From 7d8c33375fe947b811302cb9ed3176e313af0053 Mon Sep 17 00:00:00 2001
From: Nicholas Shavers <nshavers@contractor.usgs.gov>
Date: Mon, 30 Dec 2024 17:30:14 -0800
Subject: [PATCH] netcdf poc, works

---
 geomagio/Controller.py           |   8 +
 geomagio/netcdf/NetCDFFactory.py | 259 +++++++++++++++++++++++++++++++
 2 files changed, 267 insertions(+)
 create mode 100644 geomagio/netcdf/NetCDFFactory.py

diff --git a/geomagio/Controller.py b/geomagio/Controller.py
index dce6b919..6b7c336f 100644
--- a/geomagio/Controller.py
+++ b/geomagio/Controller.py
@@ -7,6 +7,8 @@ from typing import List, Optional, Tuple, Union
 
 from obspy.core import Stream, UTCDateTime
 
+from geomagio.netcdf.NetCDFFactory import NetCDFFactory
+
 from .algorithm import Algorithm, algorithms, AlgorithmException, FilterAlgorithm
 from .DerivedTimeseriesFactory import DerivedTimeseriesFactory
 from .PlotTimeseriesFactory import PlotTimeseriesFactory
@@ -547,6 +549,8 @@ def get_input_factory(args):
         # stream compatible factories
         if input_type == "iaga2002":
             input_factory = iaga2002.IAGA2002Factory(**input_factory_args)

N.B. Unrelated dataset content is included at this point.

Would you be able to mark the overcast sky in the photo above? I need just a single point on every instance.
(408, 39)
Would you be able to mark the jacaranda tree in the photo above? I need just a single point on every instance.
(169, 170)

+        if input_type == "netcdf":
+            input_factory = NetCDFFactory(**input_factory_args)
         elif input_type == "imfv122":
             input_factory = imfv122.IMFV122Factory(**input_factory_args)

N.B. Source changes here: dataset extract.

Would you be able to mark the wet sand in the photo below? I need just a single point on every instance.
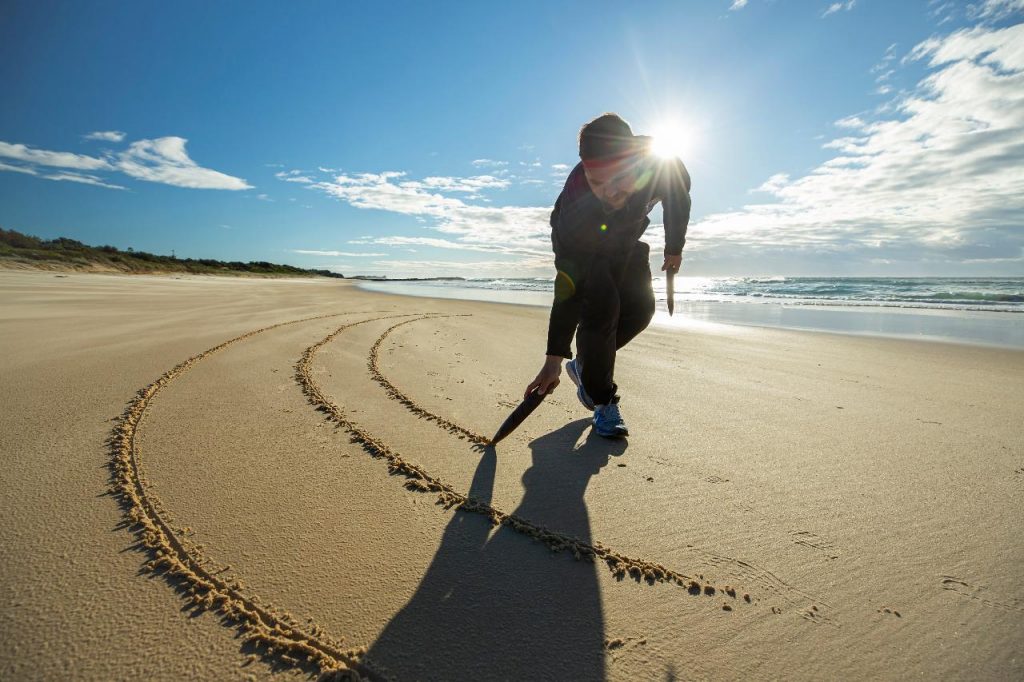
(226, 478)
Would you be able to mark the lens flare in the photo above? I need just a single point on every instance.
(671, 140)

         elif input_type == "imfv283":
@@ -632,6 +636,8 @@ def get_output_factory(args):
             output_factory = binlog.BinLogFactory(**output_factory_args)
         elif output_type == "iaga2002":
             output_factory = iaga2002.IAGA2002Factory(**output_factory_args)
+        elif output_type == "netcdf":
+            output_factory = NetCDFFactory(**output_factory_args)
         elif output_type == "imfjson":
             output_factory = imfjson.IMFJSONFactory(**output_factory_args)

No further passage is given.